Short-Circuiting the Myth of Workaholism: The 8 of Pentacles Reimagined

What if everything you’ve been taught about hard work is backward? This post reimagines the 8 of Pentacles and explores Susanne Koss’s idea from Super Synchronicity — that visualizing your goals may be more powerful than grinding for them. A fresh look at work, time, and creative flow.

The 8 of Pentacles in the tarot is traditionally associated with craftsmanship, diligence, and focused effort. We see a solitary figure at his bench, hammering away with precision and care. It’s often read as a call to roll up your sleeves, master your craft, and devote yourself to the grind.

This image resonates with one of our most deeply rooted cultural beliefs: that success comes from hard, often relentless work. Thomas Edison famously declared, “Genius is 1% inspiration and 99% perspiration.” For generations, this formula has been the gold standard — a kind of sacred math of success.

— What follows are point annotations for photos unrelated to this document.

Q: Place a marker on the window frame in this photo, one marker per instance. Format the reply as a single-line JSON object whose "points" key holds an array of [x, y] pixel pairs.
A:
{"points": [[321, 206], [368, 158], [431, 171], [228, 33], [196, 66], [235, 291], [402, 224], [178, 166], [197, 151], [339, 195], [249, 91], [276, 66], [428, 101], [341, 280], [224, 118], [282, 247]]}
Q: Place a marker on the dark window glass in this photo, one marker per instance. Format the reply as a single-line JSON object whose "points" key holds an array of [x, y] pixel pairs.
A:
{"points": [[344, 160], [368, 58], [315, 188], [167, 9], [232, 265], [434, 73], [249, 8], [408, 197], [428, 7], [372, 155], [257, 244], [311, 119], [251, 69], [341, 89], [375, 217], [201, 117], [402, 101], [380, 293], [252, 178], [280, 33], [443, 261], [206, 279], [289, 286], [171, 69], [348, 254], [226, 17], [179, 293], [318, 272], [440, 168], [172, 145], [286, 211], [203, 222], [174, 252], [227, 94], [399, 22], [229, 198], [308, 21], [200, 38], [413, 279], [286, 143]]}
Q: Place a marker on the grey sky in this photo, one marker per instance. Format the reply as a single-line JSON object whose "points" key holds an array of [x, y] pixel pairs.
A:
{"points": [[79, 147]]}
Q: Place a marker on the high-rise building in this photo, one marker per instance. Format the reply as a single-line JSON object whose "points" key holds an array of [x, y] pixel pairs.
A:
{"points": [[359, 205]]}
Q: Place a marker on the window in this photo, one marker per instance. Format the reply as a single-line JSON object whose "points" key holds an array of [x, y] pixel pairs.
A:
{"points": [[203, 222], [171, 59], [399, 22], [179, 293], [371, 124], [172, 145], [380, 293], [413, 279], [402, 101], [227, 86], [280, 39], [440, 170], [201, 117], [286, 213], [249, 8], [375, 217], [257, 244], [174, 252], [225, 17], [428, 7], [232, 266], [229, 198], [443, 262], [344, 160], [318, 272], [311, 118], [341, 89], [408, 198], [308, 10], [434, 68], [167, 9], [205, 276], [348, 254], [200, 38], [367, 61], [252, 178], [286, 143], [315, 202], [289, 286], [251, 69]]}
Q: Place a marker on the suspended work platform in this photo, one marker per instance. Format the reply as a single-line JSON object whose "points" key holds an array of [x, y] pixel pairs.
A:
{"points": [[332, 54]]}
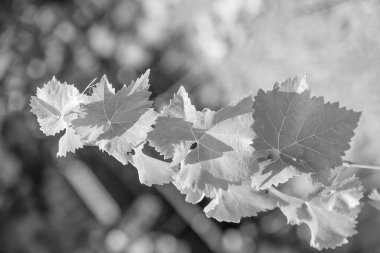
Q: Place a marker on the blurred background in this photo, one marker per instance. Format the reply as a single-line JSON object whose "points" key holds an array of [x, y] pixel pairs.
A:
{"points": [[219, 50]]}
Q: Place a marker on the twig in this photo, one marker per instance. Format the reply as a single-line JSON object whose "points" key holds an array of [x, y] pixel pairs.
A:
{"points": [[349, 164]]}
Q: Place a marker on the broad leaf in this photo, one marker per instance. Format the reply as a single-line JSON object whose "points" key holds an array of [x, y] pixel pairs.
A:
{"points": [[330, 215], [56, 105], [213, 148], [294, 129], [238, 201], [116, 122], [53, 102]]}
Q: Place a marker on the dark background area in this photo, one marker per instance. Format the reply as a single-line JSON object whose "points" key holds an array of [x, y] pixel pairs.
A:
{"points": [[218, 50]]}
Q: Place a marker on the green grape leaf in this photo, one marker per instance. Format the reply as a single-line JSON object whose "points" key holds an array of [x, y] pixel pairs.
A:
{"points": [[374, 197], [238, 201], [213, 148], [151, 171], [330, 224], [294, 129], [54, 101], [56, 105], [114, 113], [116, 122]]}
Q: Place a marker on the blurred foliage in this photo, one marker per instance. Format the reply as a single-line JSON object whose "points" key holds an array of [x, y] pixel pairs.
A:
{"points": [[219, 50]]}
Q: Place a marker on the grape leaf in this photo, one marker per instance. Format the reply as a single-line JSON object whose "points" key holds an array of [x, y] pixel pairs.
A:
{"points": [[374, 197], [151, 171], [53, 102], [213, 148], [116, 122], [115, 113], [330, 215], [294, 129], [56, 105], [238, 201]]}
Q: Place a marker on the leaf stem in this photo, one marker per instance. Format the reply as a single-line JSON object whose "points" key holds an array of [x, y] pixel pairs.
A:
{"points": [[349, 164]]}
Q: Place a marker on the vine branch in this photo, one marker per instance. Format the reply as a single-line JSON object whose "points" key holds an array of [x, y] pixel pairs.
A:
{"points": [[350, 164]]}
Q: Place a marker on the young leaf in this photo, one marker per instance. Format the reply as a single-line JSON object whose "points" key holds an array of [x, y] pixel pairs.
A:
{"points": [[330, 224], [56, 105], [116, 122], [294, 129], [238, 201], [214, 148], [53, 102]]}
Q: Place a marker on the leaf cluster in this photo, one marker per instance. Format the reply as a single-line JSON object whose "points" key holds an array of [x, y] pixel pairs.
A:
{"points": [[239, 157]]}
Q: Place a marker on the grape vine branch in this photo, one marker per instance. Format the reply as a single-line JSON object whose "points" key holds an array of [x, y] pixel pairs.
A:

This is basically what gets drummed into us from the time that we’re small children.  We have to work very hard in elementary school, so that we’ll be ready to work very hard in high school, so that we’ll be ready to work very hard in college, so that we’ll be fully prepared to work very hard when we finally graduate.

Very, very hard work is the key to success in life. We all know that.

But what if that equation is upside down?

Enter the Field of Synchronicity

In her book Super Synchronicity, Susanne Koss offers a radically different perspective. She proposes that when we shift into the realm of synchronicity — that mysterious field where events line up with uncanny precision — the rules of time, effort, and productivity get rewritten.

Instead of spending 90% of our time grinding and 10% dreaming, Koss suggests we reverse the ratio:

“Spend 90% of your time visualizing what you want to accomplish, and only 10% in actual physical labor.”

It’s not about being lazy. It’s about learning to work with the flow rather than against it. When we align with this deeper field of meaning and connection, effort begins to take on a different quality. Things that once seemed far off can suddenly show up in our lives with surprising speed.

As she writes:

“Your old inner identity operates along a time line that aligns with the general assumption of how long things, ‘usually,’ take… But if you want to achieve your goals faster, you need to let go of your old concept of time.”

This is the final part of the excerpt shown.